PROBSET #4 (DUE: Th Apr 30 at start of class)

Multivariate Regression and PCA



1.  Multivariate Statistical Model for Variation over time in Atlantic Named Tropical Cyclones

 

While tropical cyclone counts are best treated as a Poisson process, Atlantic annual named tropical storm totals can approximately be treated as Gaussian. You will formulate a multivariate statistical model for named Atlantic TCs (1870-2008 data are here) in terms of three predictors: North Atlantic Main Development Region (‘MDR’) sea surface temperatures (here—use 2nd column), the DJF Nino3.4 series (here—use 2nd column) and the DJFM North Atlantic Oscillation (NAO) (here-use 2nd column). You will use the 1870-2006 interval of overlap with the TC data (for the Nino3.4 and NAO series, the years in this case reflect the ‘D’ in DJF, so that the 1870 Nino3.4 and NAO values are the ones used to predict the 1870 storm totals. Note that this is different from the convention used in problem set #3).

 

1. Which predictors are found to be statistically significant? Write down the statistical model relating Atlantic TC counts to those predictors.

 

2. Now perform ‘cross validation’ by training the statistical model on one half of the data, and seeing how well it does in predicting the other half of the data. Do this twice alternatively using the 1st and 2nd half of the data to train the model.

 

Briefly discuss your results, commenting on any issues that may impact the reliability of the conclusions that can be drawn from this analysis. You might find it useful to use the routine ‘lincor’ employed in class (note that this routine also requires the routine ‘standardize’)

 

 

2.  PCA of North Pacific Sea Level Pressure Data

 

Perform PCA on the field of winter (DJF) Gridded North Pacific Sea Level Pressure (SLP) data (5 degree latitude x 5 degree gridpoints distributed over the latitude range 20N-70N, and longitude range 120E to 240E). There are 101 years of data (winter 1898/1899 through winter 1998/1999) for each of_ 275 gridpoints contained in the data file npacslpwint.dat.
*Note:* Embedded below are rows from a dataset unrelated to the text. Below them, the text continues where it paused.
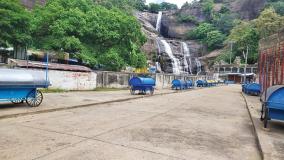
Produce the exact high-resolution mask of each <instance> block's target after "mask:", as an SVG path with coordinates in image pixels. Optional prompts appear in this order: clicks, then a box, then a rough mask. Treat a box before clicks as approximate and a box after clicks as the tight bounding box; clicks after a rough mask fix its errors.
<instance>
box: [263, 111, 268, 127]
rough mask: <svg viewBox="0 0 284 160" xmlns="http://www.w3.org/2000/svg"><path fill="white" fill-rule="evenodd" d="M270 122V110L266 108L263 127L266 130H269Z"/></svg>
mask: <svg viewBox="0 0 284 160" xmlns="http://www.w3.org/2000/svg"><path fill="white" fill-rule="evenodd" d="M268 120H269V117H268V108H267V107H266V106H265V107H264V120H263V126H264V128H267V124H268Z"/></svg>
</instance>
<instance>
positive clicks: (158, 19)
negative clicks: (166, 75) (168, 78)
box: [156, 11, 201, 74]
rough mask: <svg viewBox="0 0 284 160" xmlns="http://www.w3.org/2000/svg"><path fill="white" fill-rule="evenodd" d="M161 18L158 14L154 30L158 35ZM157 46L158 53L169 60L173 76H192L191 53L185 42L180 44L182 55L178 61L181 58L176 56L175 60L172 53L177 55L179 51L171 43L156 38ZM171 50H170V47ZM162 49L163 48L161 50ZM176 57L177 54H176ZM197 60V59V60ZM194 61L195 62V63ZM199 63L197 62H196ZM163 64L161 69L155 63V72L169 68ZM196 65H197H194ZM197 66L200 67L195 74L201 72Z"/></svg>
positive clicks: (192, 67) (160, 24)
mask: <svg viewBox="0 0 284 160" xmlns="http://www.w3.org/2000/svg"><path fill="white" fill-rule="evenodd" d="M162 17H163V12H161V11H160V12H159V13H158V18H157V23H156V30H157V31H158V32H159V33H160V32H161V27H162ZM157 45H158V50H159V51H158V52H159V53H160V54H161V53H166V54H167V55H168V57H169V58H170V59H171V66H172V68H170V69H172V71H173V73H174V74H181V73H187V74H188V73H189V74H193V72H192V68H193V66H192V65H193V64H192V61H191V59H192V57H191V53H190V50H189V47H188V45H187V44H186V43H185V42H181V50H182V53H183V58H182V59H179V58H180V57H182V56H178V57H179V58H177V57H176V56H175V55H174V53H179V54H180V50H179V51H177V49H176V47H175V45H176V44H172V43H168V41H166V40H164V39H163V37H158V38H157ZM171 45H172V46H173V48H172V46H171ZM162 47H163V48H162ZM176 55H178V54H176ZM180 60H183V65H184V67H183V66H182V65H181V62H180ZM197 60H198V59H197ZM197 60H195V61H197ZM198 61H199V60H198ZM164 64H165V63H163V67H161V66H160V63H159V62H157V63H156V69H157V70H161V69H160V68H163V69H165V68H167V67H169V66H166V67H165V66H164ZM196 64H197V63H196ZM198 65H200V66H199V67H197V68H198V71H197V72H199V73H200V72H201V63H200V62H199V63H198ZM166 71H167V72H171V70H169V69H168V68H167V69H166Z"/></svg>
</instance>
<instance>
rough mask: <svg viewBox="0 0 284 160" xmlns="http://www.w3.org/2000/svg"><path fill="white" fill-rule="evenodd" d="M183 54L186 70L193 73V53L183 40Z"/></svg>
mask: <svg viewBox="0 0 284 160" xmlns="http://www.w3.org/2000/svg"><path fill="white" fill-rule="evenodd" d="M181 44H182V48H183V54H184V68H185V71H186V72H189V73H190V74H192V62H191V55H190V50H189V48H188V45H187V44H186V43H185V42H182V43H181Z"/></svg>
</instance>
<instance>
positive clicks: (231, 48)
mask: <svg viewBox="0 0 284 160" xmlns="http://www.w3.org/2000/svg"><path fill="white" fill-rule="evenodd" d="M230 45H231V52H230V64H232V54H233V41H230Z"/></svg>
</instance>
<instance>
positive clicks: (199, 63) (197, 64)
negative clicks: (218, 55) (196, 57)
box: [195, 58, 202, 75]
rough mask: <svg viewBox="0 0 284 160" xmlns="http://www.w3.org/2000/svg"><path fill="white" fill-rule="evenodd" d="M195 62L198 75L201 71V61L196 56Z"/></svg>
mask: <svg viewBox="0 0 284 160" xmlns="http://www.w3.org/2000/svg"><path fill="white" fill-rule="evenodd" d="M195 63H196V66H197V75H199V74H200V73H201V66H202V65H201V62H200V61H199V59H198V58H195Z"/></svg>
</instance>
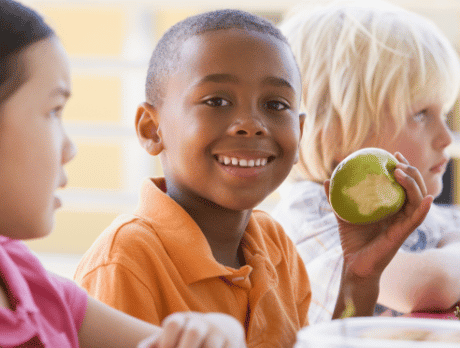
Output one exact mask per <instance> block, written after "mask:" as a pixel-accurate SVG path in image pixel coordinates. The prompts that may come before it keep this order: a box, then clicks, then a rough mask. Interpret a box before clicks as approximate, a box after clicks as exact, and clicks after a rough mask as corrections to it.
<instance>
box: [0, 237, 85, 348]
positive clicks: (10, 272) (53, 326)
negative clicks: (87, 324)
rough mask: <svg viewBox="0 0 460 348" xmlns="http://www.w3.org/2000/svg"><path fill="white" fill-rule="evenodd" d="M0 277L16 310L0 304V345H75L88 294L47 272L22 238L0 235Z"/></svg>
mask: <svg viewBox="0 0 460 348" xmlns="http://www.w3.org/2000/svg"><path fill="white" fill-rule="evenodd" d="M0 277H1V278H2V279H3V280H4V281H5V283H6V286H7V288H8V298H9V301H10V303H11V304H13V307H15V310H14V311H12V310H10V309H8V308H0V347H2V348H6V347H16V346H18V345H21V344H24V346H33V347H59V348H67V347H78V346H79V344H78V335H77V334H78V330H79V328H80V326H81V324H82V322H83V319H84V317H85V313H86V306H87V300H88V299H87V294H86V292H85V291H84V290H82V289H81V288H79V287H78V286H77V285H76V284H75V283H74V282H72V281H70V280H68V279H64V278H61V277H59V276H56V275H52V274H50V273H48V272H47V271H46V270H45V269H44V268H43V266H42V265H41V263H40V261H39V260H38V259H37V258H36V257H35V256H34V255H33V254H32V253H31V252H30V250H29V249H28V248H27V246H25V245H24V244H23V243H22V242H20V241H17V240H12V239H9V238H7V237H4V236H0Z"/></svg>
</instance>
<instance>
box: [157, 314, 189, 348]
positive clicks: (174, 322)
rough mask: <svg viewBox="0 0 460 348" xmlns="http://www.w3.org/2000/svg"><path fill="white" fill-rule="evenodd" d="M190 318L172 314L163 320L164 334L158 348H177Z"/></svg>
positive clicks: (163, 329) (184, 315) (158, 342)
mask: <svg viewBox="0 0 460 348" xmlns="http://www.w3.org/2000/svg"><path fill="white" fill-rule="evenodd" d="M187 321H188V318H187V316H186V315H184V314H183V313H175V314H171V315H169V316H168V317H166V319H165V320H163V322H162V324H161V326H162V327H163V334H162V335H161V336H160V338H159V339H158V343H157V345H158V347H161V348H172V347H176V346H177V344H178V342H179V341H180V339H181V337H182V335H183V331H184V327H186V325H187Z"/></svg>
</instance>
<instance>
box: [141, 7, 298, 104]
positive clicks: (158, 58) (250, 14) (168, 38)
mask: <svg viewBox="0 0 460 348" xmlns="http://www.w3.org/2000/svg"><path fill="white" fill-rule="evenodd" d="M233 28H235V29H243V30H247V31H256V32H259V33H263V34H267V35H270V36H273V37H275V38H277V39H279V40H281V41H283V42H284V43H286V44H287V45H289V44H288V42H287V40H286V38H285V37H284V35H283V34H282V33H281V31H280V30H279V29H278V28H277V27H276V26H275V25H274V24H273V23H271V22H269V21H268V20H266V19H264V18H262V17H259V16H256V15H254V14H251V13H248V12H245V11H241V10H230V9H226V10H217V11H211V12H205V13H202V14H198V15H196V16H191V17H188V18H186V19H184V20H183V21H181V22H179V23H177V24H175V25H173V26H172V27H171V28H169V29H168V31H167V32H166V33H165V34H164V35H163V36H162V37H161V39H160V40H159V41H158V43H157V45H156V47H155V49H154V51H153V53H152V57H151V59H150V64H149V69H148V72H147V81H146V84H145V94H146V100H147V102H149V103H150V104H151V105H153V106H154V107H156V106H158V105H159V103H160V101H161V98H162V92H163V91H162V87H163V86H164V85H165V83H166V80H167V78H168V77H169V75H170V74H171V72H172V71H174V69H175V68H176V65H177V63H178V62H179V59H180V56H179V52H180V50H181V47H182V44H183V43H184V42H185V41H186V40H187V39H189V38H191V37H194V36H197V35H201V34H204V33H206V32H210V31H216V30H225V29H233Z"/></svg>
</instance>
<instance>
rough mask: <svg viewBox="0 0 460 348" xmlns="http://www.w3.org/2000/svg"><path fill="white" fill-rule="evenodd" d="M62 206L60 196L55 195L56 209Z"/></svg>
mask: <svg viewBox="0 0 460 348" xmlns="http://www.w3.org/2000/svg"><path fill="white" fill-rule="evenodd" d="M60 207H62V201H61V199H60V198H59V197H57V196H54V209H58V208H60Z"/></svg>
(note: there are 276 columns; the first column is the year (corresponding to the “JF” months) and the subsequent 275 columns are the 275 available gridpoint series).

 

Make sure to remove the means for all SLP series before the analysis.

 

1. For each of the three leading eigenvectors, plot the corresponding principal components (PCs) time series, and EOF spatial patterns [plot the latter as a latitude/longitude contour plot using the Matlab routine contour and the latitude/longitude coordinates for the gridpoints #1-275 contained in npacslploc.dat. You may find the program spatial.m useful for converting the EOF and lat/lon coordinate information into a format more appropriate for the contour routine. You may also use the subroutine demean.m that removes the means from each gridpoint time series, but make sure the matrix is in the right format for this routine. You might find also find the commands in this script useful for creating a map of the North Pacific for the background of your contour plot].

 

2. Use the first 6  principal components (PCs) time series determined above as predictors in a multivariate forward screening regression to determine a statistical model for the winter Nino3.4 index used in problem #1 above (recall that the series starts in winter 1870/1871 and continues through winter 2005/2006. You should only use the interval (winter 1898/1899 through winter 1998/1999) of overlap between the SLP data and Nino3.4 series.

 

Briefly discuss and interpret your results.